Congressman Ron Paul (R-TX), a constant critic of extraconstitutitional programs and spending, was one of only four House Republicans to request earmarks for his congressional district in the most recent fiscal year.
His largest single request was for nearly $20 million, which would go to the public Texas A&M University, which already enjoys a $5.1 billion endowment. Another major request was for maritime infrastructure spending. That earmark totaled more than $18 million.
As for 2010:
For Fiscal Year 2010, Paul requested 54 total earmarks, adding up to $398,460,640 in pork that the former presidential candidate sought to bring home to his district. These requests were made prior to the House Republican Conference’s voluntary ban on filing earmarks.
Paul requested more than $51 million for reconstruction of an evacuation route between two counties, more than $96 million for maritime infrastructure, and $2.5 million for “decorative street lighting”, trash cans, and bike racks in Baytown.
That last one is particularly interesting. Paul is the guy who regularly votes against resolutions commemorating events because the Constitution says nothing about them. Does the Constitution say something about decorative street lighting in a local municipality? I must have missed that.
Paul’s supporters will say earmarks simply direct money already appropriated.
First of all, it incentivizes even more appropriations. Other members want earmarks, too. Lay your claim to money and they’ll want more appropriated so they can do the same.
Second, that’s not the point. Federal money shouldn’t be going to decorations, bike racks, and state-level universities with multi-billion endowments. Earmark it for something the federal government should be doing — not extraconstitutional projects.
I guess it’s okay when Ron Paul does it, though.

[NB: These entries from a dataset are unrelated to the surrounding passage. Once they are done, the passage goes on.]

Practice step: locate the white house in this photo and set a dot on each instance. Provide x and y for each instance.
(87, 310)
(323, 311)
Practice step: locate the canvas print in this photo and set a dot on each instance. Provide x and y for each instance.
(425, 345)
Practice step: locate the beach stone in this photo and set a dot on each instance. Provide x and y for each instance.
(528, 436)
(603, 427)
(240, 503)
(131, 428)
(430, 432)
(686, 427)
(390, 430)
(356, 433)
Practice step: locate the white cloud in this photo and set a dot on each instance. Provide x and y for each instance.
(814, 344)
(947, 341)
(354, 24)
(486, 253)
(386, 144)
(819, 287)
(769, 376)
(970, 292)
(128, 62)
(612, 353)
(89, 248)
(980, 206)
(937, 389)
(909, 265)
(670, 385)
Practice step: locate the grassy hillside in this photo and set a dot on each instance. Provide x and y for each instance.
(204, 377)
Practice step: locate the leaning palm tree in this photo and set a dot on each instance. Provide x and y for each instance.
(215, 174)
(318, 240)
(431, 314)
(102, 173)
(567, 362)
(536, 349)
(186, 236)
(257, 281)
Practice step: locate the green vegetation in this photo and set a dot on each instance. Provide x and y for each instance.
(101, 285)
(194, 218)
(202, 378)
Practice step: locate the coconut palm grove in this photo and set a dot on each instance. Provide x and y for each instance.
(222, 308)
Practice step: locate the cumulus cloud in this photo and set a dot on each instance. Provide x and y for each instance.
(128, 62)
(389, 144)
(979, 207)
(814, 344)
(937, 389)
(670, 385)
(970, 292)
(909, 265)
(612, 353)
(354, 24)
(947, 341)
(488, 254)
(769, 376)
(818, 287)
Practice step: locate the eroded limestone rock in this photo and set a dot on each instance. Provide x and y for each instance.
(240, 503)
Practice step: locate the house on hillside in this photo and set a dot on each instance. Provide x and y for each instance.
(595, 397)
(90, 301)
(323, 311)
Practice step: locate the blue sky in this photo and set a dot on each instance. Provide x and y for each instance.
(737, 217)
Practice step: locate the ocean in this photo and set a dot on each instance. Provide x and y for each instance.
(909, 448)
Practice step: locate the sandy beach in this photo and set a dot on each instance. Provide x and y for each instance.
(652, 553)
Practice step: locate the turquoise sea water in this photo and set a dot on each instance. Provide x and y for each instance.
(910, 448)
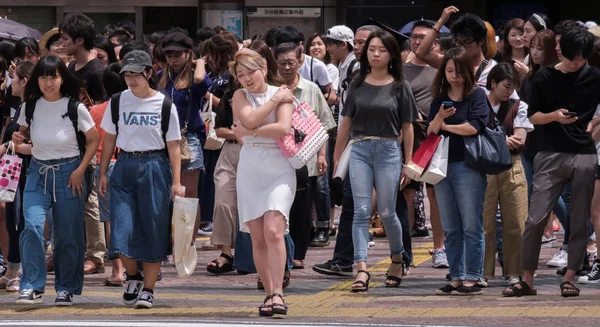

6. December 2011 at 7:07 pm
Paul is the hugest hypocrite!! He talks of all this aboloshing this agency and that agency, but yet offers no explicit details!
Additionally, he was a huge supporter of Frank on the Wall Street Reform bill which hardly did anything to limit the capacity of Fannie & Freddie.
I liked him initially, until I understood that he was all about.
Patriot: the person who can holler the loudest without knowing what he is hollering about.